Monday, March 23, 2015

inhumane nights


Most of my time in residency has been spent at our county hospital, with a few months at our university hospital. I love the county and it's where I feel most at home. This month, working mostly night shifts, I've spent most of my nights at the university hospital, which I also enjoy, for different reasons. It is pretty amazing how different the two hospitals are, and I feel lucky to be able to experience both. Because of how different they are, everyone has strong feelings about which hospital they prefer. Thinking about the comparison makes me reconsider our definitions of misfortune and suffering, and our subsequent responses of empathy and connection.

There are definitely things about university patients that make them more readily relatable. For the most part, they are what people call "normal." They are generally employed, have supportive family, and can tell you a coherent story about their symptoms and their medical history. This is what people imagine when they imagine patients. And here, many of them have life threatening illnesses--advanced cancer, organ transplants, rare immune disorders. Many of them have had vibrant, successful, active lives, with strong professional and familial ties; people who write, research, travel; who have been doing pilates and karate and go camping. They are most often kind to us, and grateful for our care. So it is always very sad to see them face an acute change. All of the sudden, a man stops being able to swallow solid foods and is diagnosed with cancer of his throat. All of the sudden, a woman loses her memory over the course of a few months due to a rapidly progressive dementia. For these people, we relate to the people they were before their sickness, and can imagine the difficulty they face, and for me they are the ones that instill a familiar ache in the center of the chest, wherein resides what's closest to us.

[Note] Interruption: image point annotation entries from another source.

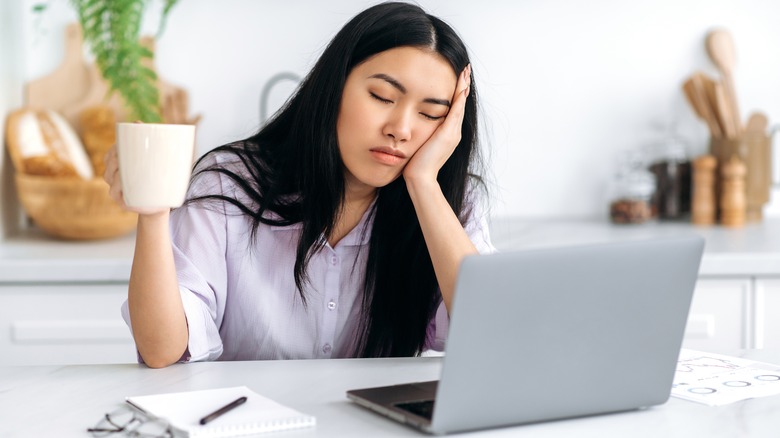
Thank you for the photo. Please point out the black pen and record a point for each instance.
(212, 416)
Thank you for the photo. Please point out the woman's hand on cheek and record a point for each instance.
(428, 160)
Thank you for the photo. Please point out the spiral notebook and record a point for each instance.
(183, 410)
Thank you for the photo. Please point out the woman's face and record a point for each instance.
(391, 105)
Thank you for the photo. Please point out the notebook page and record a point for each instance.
(183, 410)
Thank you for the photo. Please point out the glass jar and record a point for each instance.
(632, 194)
(672, 170)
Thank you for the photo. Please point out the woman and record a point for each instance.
(335, 231)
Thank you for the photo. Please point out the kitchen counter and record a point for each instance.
(35, 257)
(751, 250)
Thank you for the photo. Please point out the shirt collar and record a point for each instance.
(360, 235)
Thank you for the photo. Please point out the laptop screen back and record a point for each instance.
(563, 332)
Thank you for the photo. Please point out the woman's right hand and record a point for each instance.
(114, 181)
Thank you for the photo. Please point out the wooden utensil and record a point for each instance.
(724, 111)
(67, 84)
(720, 47)
(760, 159)
(696, 93)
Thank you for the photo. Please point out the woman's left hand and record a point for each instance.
(432, 155)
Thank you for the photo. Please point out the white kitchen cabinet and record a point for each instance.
(46, 324)
(720, 315)
(768, 317)
(60, 301)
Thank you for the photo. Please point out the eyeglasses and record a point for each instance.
(129, 423)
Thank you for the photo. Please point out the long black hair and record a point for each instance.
(292, 168)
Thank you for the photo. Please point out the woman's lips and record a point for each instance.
(387, 156)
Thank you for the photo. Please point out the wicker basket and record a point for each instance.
(72, 208)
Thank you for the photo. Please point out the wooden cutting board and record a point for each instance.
(75, 86)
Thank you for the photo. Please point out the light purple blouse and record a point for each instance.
(239, 293)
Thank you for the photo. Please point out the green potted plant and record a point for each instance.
(111, 29)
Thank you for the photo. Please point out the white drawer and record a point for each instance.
(64, 324)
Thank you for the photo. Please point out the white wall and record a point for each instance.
(565, 85)
(11, 80)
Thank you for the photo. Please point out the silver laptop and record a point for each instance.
(555, 333)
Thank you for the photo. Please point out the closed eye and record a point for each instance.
(429, 117)
(379, 98)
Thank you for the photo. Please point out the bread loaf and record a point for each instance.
(41, 142)
(98, 127)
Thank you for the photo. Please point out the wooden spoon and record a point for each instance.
(696, 92)
(720, 47)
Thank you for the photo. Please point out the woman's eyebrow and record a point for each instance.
(397, 85)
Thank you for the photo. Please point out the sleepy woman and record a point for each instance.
(338, 229)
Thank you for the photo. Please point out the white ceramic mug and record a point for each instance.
(155, 163)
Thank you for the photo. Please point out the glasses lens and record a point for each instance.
(151, 429)
(113, 422)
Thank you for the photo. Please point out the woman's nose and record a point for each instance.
(398, 126)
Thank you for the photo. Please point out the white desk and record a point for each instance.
(63, 401)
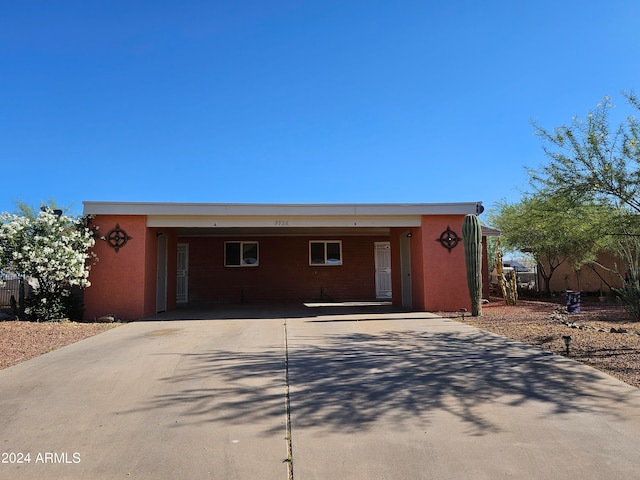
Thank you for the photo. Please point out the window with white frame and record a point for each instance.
(240, 254)
(327, 252)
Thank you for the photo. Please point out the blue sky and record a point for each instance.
(293, 101)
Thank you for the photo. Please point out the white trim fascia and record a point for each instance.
(278, 210)
(282, 222)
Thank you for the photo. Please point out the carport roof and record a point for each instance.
(272, 209)
(244, 218)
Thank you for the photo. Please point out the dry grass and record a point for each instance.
(604, 336)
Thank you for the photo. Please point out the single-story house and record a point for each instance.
(155, 257)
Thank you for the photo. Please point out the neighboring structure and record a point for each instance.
(158, 256)
(596, 280)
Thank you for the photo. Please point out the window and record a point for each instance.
(240, 254)
(325, 253)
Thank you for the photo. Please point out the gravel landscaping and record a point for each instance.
(603, 335)
(20, 341)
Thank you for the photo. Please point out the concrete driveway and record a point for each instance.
(367, 395)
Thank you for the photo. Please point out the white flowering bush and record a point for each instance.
(51, 251)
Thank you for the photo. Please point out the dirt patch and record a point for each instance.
(20, 341)
(603, 336)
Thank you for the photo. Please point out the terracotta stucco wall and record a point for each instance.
(120, 281)
(283, 271)
(444, 273)
(586, 280)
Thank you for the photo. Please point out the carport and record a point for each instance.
(156, 257)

This makes me re-frame the patients at the county hospital. They are often difficult to attain information from; they are usually less functional, less engaged in society, or engaged in a part of society that their providers have never lived in. We often think of their ailments as self-inflicted, such as drug and alcohol use that then predispose them to infections and withdrawals. It's difficult for us to see the people they were before these gradual, chronic conditions. Seeing the same patient over and over in the hospital for the same thing makes us more familiar with the illness but more distant from the person, as we consider futility in a way that is different than caring for a person with life-threatening cancer. And it would be dishonest not to acknowledge that some of these patients are less pleasant to us and often present behavioral difficulties, and are less able to see how hard you are trying to help, and less able to understand our own challenges as they are facing theirs. It takes real, hard work to take care of patients, and we are overworked, and when you are both overworked and feel like there might not be much purpose to your work, this fosters anger and resentment and ultimately distance.

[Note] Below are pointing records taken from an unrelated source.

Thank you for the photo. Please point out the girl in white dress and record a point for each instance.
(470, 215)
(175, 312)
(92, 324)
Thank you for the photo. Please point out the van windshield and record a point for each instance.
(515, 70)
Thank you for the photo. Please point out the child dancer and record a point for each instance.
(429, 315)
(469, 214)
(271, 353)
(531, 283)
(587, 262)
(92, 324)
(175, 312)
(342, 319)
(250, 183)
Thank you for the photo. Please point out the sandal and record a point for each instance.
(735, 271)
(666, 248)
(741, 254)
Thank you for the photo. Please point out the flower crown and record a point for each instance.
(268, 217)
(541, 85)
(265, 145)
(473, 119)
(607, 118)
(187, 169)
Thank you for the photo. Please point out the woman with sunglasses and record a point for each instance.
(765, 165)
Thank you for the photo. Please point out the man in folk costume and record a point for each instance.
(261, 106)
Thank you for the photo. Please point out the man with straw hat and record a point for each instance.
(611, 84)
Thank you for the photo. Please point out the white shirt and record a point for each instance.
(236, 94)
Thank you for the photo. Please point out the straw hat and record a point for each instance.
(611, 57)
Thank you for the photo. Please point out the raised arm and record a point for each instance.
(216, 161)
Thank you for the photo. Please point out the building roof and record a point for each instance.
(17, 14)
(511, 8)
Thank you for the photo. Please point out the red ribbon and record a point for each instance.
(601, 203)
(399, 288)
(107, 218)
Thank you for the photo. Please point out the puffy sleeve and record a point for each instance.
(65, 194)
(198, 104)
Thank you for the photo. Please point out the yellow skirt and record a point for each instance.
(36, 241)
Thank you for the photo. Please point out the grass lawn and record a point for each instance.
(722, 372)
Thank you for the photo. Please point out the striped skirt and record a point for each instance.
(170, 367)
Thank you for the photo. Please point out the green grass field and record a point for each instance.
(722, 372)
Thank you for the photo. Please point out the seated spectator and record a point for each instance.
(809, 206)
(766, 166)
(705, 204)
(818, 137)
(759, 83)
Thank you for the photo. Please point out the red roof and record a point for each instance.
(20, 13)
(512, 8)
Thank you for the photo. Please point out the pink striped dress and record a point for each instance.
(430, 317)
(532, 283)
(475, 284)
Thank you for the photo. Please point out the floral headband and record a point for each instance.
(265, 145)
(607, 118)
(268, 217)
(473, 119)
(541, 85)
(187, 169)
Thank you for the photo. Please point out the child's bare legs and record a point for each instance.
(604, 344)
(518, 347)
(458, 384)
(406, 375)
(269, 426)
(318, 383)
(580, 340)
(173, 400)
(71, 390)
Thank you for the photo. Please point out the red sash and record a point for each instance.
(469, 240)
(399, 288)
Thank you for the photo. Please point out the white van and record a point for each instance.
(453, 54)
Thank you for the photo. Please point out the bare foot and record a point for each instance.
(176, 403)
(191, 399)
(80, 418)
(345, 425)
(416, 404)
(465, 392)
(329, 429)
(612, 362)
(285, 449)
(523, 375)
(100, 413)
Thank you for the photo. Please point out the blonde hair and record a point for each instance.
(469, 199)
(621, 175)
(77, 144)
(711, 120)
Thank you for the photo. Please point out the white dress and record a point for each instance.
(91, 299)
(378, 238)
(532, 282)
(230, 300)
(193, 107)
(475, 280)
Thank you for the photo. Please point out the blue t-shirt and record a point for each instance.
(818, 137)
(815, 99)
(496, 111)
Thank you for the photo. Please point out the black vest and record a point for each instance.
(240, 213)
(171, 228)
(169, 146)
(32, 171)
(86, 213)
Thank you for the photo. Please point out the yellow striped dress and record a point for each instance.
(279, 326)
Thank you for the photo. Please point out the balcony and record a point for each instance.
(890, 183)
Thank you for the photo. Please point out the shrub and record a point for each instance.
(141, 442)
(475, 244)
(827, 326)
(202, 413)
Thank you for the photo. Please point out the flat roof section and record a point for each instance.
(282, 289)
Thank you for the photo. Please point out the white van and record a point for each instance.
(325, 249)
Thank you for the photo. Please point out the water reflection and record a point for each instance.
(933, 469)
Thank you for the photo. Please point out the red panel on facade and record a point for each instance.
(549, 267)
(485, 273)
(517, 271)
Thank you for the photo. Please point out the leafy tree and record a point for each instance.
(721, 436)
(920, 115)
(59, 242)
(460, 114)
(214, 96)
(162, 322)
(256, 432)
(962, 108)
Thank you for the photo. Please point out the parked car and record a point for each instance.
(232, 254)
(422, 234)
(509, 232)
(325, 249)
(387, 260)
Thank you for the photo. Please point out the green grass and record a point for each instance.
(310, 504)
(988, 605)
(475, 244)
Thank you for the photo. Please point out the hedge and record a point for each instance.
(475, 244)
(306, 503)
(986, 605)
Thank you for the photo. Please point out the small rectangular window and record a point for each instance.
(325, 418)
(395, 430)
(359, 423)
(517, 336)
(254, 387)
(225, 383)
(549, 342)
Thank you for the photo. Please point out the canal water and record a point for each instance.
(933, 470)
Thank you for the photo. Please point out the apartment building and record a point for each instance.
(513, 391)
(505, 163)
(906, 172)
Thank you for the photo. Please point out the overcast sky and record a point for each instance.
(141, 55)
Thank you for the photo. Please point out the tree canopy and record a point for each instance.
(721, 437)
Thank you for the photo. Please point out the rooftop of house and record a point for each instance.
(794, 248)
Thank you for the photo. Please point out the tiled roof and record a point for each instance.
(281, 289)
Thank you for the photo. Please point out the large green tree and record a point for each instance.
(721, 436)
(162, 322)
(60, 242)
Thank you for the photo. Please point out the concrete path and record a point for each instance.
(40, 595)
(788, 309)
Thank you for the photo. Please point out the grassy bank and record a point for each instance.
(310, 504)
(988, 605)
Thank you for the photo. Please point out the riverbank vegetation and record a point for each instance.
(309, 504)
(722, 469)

I don't deny the differences, or deny that I respond differently to these situations. I do want to challenge myself to consider the similarities, to consider that so many of the things that make our lives physically and mentally challenging are beyond our control, and that somewhere in life we are very similar. Some people diverge from general commonality before others, and sometimes the source and timing of divergence interferes with our ability to relate to them. This is sad to me, the loss of a person's potential to become tied to the rest to the world. There are a lot of barriers to feeling this loss in the center of the chest the way we do with others; very real, understandable barriers like harsh words and violent motions and inconveniences to our own lives.

So I recognize the tangible differences and feel viscerally the differences in how I emotionally respond, intuitively. I do think that our intuition can be malleable, and that with thought, exposure, and practice we will come to intuitively relate to others' suffering as what could be our own, despite how much separates us. This isn't to say that I'm immune to the barriers; anyone close to me can tell you how unstable, distant, irritable and devoid of empathy working these hours has made me. And so in some ways as I advocate understanding for others I'm also asking for some myself, and maybe that's the way to stay connected to a circle of commonality.